虽然戮征现在替竹真守着妖族,但是只要他醒来,以他的性子,总归是放心不下的,白洛知道的很清楚。
竹真的过人之处和缺点都很醒目,他天赋惊人傲气十足,有时难以管束性子冲动,前者让他成为了妖族最年轻有为的族长,后者却也将他带入了一个比较糟糕的境地,比如这次的劫难。
明明可以少吃些苦头,只要安静些,就可以少添点彩,但是他没有,只是不知疲倦的死磕着,白洛觉得竹真有些傻,但是就是那股劲支撑着他一直走了下去,多难得啊。

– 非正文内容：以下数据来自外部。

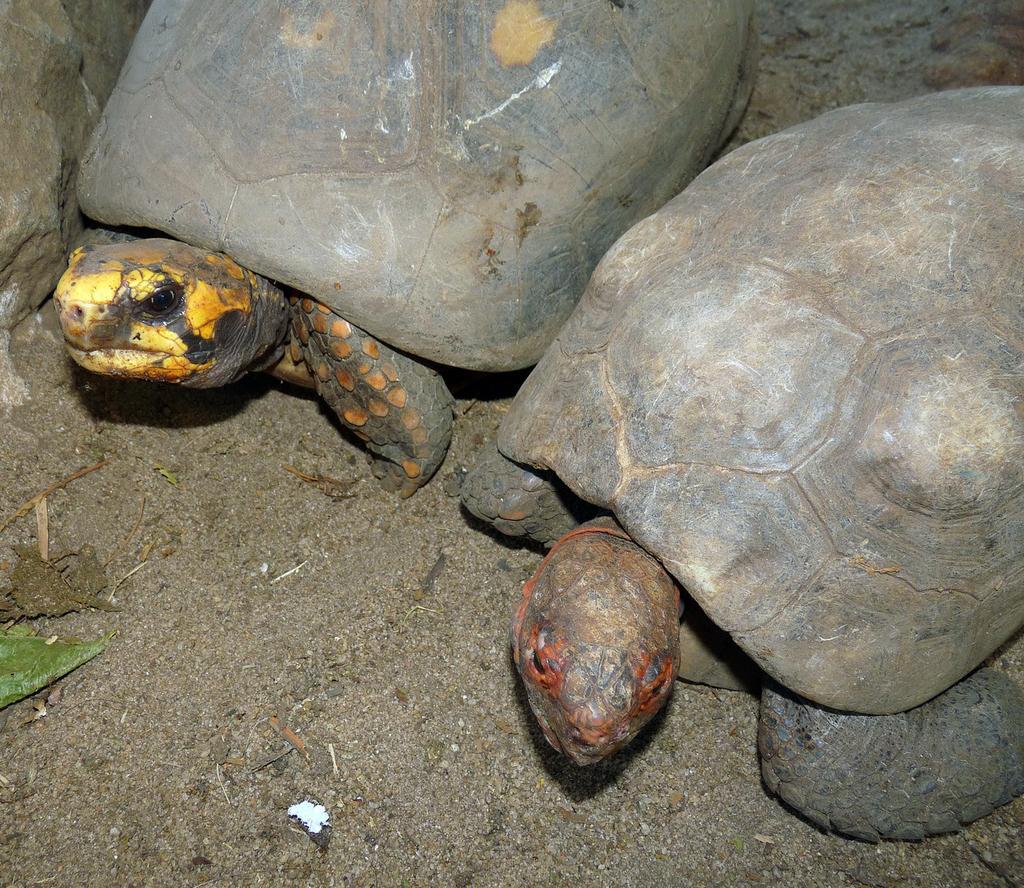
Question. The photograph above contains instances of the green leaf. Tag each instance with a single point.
(29, 664)
(166, 473)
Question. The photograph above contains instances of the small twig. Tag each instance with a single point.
(134, 569)
(260, 765)
(289, 573)
(416, 607)
(289, 735)
(131, 535)
(220, 780)
(43, 530)
(865, 565)
(56, 485)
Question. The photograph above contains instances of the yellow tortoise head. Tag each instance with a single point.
(164, 310)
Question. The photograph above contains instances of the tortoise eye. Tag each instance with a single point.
(163, 300)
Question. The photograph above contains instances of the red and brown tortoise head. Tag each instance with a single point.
(596, 640)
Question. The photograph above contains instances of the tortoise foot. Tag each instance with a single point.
(400, 408)
(516, 501)
(907, 775)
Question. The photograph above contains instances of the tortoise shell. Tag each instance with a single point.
(443, 175)
(800, 385)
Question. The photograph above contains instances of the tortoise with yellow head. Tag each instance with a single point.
(798, 387)
(434, 182)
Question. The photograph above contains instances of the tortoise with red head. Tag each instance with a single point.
(435, 181)
(798, 386)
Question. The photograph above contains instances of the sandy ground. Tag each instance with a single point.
(376, 631)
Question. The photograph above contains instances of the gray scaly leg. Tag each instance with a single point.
(927, 770)
(518, 502)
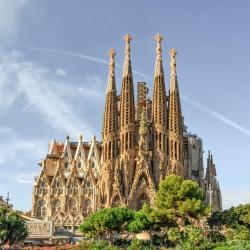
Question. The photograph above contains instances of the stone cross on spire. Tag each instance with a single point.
(173, 53)
(173, 75)
(127, 64)
(158, 64)
(127, 39)
(158, 39)
(111, 78)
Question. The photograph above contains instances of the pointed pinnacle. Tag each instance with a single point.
(111, 81)
(127, 39)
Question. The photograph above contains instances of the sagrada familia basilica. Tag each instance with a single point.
(142, 143)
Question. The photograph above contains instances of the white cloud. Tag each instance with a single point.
(25, 178)
(38, 87)
(16, 149)
(218, 116)
(10, 11)
(60, 72)
(235, 197)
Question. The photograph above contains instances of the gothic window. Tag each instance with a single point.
(66, 164)
(56, 206)
(116, 201)
(41, 210)
(87, 206)
(143, 198)
(74, 211)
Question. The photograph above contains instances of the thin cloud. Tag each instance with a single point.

子苓先是看了白洛一眼,再看了殷册一眼,然后有些紧张的开口:“神君,我知道昆仑向来不理俗事的,这样会坏了您的规矩吗?若是这样,我可以将竹真带回天界的。”
天界里的老家伙都说,昆仑上的那位神君性子温软却也超脱三界之外,能与他交谈的人很多,但是能交心的少。
一传十十传百,耳濡目染的,大家便也都以为白洛是一位画像上的神仙,好看却也清冷。
白洛笑着轻轻摇了摇头,看着寒玉床上的竹真继续开口道:“天界和昆仑,哪里更适合他养伤。”刚开始只听子苓说要找个僻静的地方,昆仑排第二那便真的无人敢排第一了,倒是没有考虑到其他。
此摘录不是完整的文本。